QUEIXAS CONTRA TELEFONIA SÃO MAIS FREQUENTES NOS PROCONS

Cândida Oliveira

Em nível nacional, planos de saúde e operadoras de telefonia são as campeãs das queixas nos Procons. Em Sergipe não é diferente, o número de casos cresce a cada ano e a instituição tem como atribuição executar políticas de proteção ao consumidor.

Segundo o diretor do Procon, órgão vinculado à Secretaria de Estado da Justiça e de Defesa ao Consumidor, Luiz Roberto Azevedo, o setor de telefonia (Telecom) é um dos que mais preocupam. Foi registrado apenas esse ano 1.615 atendimentos, sendo que a Oi fixo bate recorde, com 748 queixas, contra 217 da Vivo, 194 da Claro e 67 da Tim. "Os problemas que mais geram reclamações são em relação a planos não contratados pelo consumidor que a empresa insere em suas linhas telefônicas. Outra queixa é em relação à discordância nas faturas, como também na dificuldade que encontram no menu do SAC, na hora de cancelar um plano não contratado ou de cancelar a conta", explicou o diretor.

No tocante à telefonia, entre o período de janeiro a julho de 2012 foram registrados 194.560 atendimentos em todos os Procons do Brasil, já no mesmo período desse ano, 294.819 atendimentos foram efetuados nos Procons brasileiros.

No tocante aos planos de saúde, o Procon de Sergipe recebeu esse ano 19 denúncias, sendo que só a Hapvida teve 16 casos, o Bradesco Saúde com dois e a Sul América Saúde com um. Nacionalmente o número de atendimentos para o setor de Saúde Suplementar chegou, no período de janeiro a julho de 2013, a 6.012 casos. A Unimed lidera o ranking com 2.094, Amil em segundo lugar com 1.893, Sul América Saúde em terceiro com 666 e em quarto ficou a Hapvida com 567.
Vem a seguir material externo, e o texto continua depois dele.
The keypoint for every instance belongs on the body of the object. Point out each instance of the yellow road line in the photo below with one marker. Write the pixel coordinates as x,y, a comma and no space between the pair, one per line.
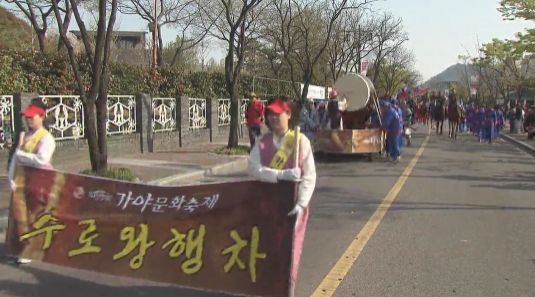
335,277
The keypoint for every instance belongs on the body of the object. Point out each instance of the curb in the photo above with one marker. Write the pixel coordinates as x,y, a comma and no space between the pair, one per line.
522,144
226,168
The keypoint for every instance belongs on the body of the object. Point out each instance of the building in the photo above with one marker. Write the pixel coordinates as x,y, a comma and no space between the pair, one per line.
130,46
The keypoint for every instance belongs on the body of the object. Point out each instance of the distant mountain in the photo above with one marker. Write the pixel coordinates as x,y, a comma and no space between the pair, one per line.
454,73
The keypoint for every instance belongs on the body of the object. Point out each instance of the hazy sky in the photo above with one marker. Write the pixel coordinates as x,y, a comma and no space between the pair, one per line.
439,30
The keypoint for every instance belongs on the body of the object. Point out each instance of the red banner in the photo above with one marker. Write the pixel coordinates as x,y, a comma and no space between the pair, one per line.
233,237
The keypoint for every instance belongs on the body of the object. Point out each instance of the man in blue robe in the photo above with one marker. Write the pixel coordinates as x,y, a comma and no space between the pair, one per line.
395,105
501,120
480,121
393,127
491,125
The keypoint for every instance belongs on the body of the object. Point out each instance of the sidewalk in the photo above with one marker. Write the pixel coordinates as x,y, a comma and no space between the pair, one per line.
183,166
520,140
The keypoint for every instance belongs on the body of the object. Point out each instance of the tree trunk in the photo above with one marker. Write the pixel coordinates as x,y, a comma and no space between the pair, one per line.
307,78
233,137
102,119
41,39
159,54
91,131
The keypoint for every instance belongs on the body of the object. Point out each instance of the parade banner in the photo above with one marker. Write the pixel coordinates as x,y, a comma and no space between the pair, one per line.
348,141
230,237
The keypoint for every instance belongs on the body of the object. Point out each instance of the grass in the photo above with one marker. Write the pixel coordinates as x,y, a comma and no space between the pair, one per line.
240,150
118,173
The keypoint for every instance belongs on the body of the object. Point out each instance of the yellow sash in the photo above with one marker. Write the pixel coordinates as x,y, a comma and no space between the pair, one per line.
28,147
31,144
285,151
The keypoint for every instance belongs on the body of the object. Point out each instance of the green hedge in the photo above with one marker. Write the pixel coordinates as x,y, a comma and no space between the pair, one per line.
50,73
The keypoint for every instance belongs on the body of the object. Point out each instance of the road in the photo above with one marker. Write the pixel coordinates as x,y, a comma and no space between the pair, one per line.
461,224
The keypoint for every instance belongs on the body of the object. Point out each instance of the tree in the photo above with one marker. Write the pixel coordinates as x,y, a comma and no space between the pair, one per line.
16,32
397,71
515,64
234,24
389,36
38,13
303,30
357,44
97,55
517,9
189,58
183,15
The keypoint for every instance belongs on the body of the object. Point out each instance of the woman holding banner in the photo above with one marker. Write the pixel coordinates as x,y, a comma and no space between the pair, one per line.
285,154
35,148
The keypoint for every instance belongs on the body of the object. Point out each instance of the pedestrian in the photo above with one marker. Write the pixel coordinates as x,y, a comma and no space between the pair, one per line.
272,159
309,119
530,123
395,105
481,119
393,127
255,117
519,116
35,147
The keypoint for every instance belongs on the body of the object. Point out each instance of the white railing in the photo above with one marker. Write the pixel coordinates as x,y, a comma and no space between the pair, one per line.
121,114
197,113
6,121
223,112
65,115
163,114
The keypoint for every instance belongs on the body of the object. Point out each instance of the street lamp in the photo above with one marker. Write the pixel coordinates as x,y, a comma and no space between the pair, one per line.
153,27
Luiz Roberto contou que em relação aos planos de saúde, as principais reclamações dizem respeito à troca de plano sem cumprir carência. "Nossa orientação é no sentido de que, conforme orientação da Agência Nacional de Saúde, é possível trocar de um plano dentro da mesma operadora ou com uma operadora diferente, e ficar dispensado de cumprir novos períodos de carência ou cobertura parcial temporária exigível e já cumpridos no plano de origem. Essa possibilidade vigora para os planos individuais e familiares e para os planos coletivos por adesão, contratados a partir de janeiro de 1999", alertou.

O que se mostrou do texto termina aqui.